The museum is housed in an 18th-century apartment building (the Łyszkiewicz apartment building) at Freta Street (ulica Freta) 16 in Warsaw's "New Town". The building has been rebuilt several times. After Maria Skłodowska-Curie's death in 1934, a plaque was attached to the building, commemorating her birth there and her epochal scientific discoveries.
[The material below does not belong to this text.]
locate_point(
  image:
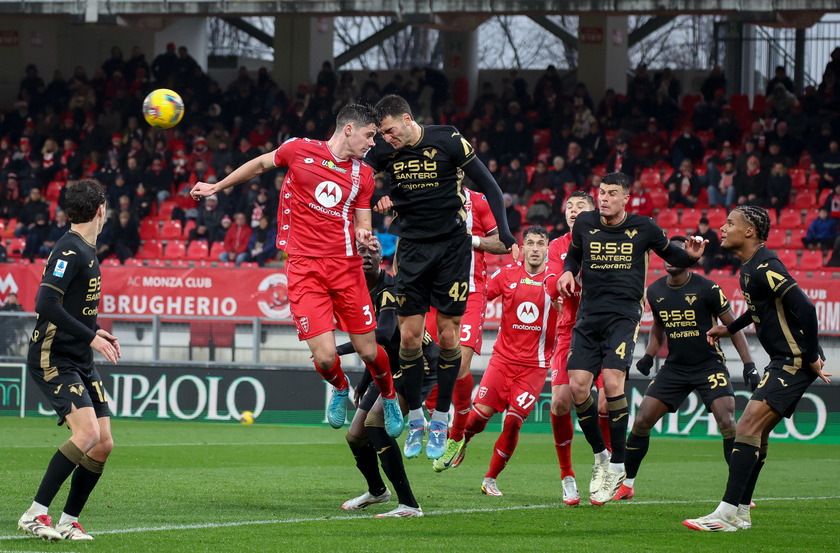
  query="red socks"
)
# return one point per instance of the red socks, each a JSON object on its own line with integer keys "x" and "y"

During the 1944 Warsaw Uprising the building was deliberately demolished by the German forces, but the plaque survived and was put back after the building was rebuilt following World War II.

==Collections==
The museum is biographical in character, with permanent exhibits and periodic special exhibits. The holdings include photographs, letters, documents, the scientist's personal effects, comments by Maria and her husband Pierre Curie and others about her and her work and discoveries, and films in Polish, English and French about her and about physics and chemistry.

Prominently illustrated are Skłodowska-Curie's work in France and her involvement in scientific organizations and in the founding of the Paris and Warsaw Radium Institutes.

The museum endeavors to stimulate and support the interest of scholars, students and the general public in the life and achievements of Maria Skłodowska-Curie.

The museum is open Tuesday through Sunday, and closed on Mondays and Polish national holidays.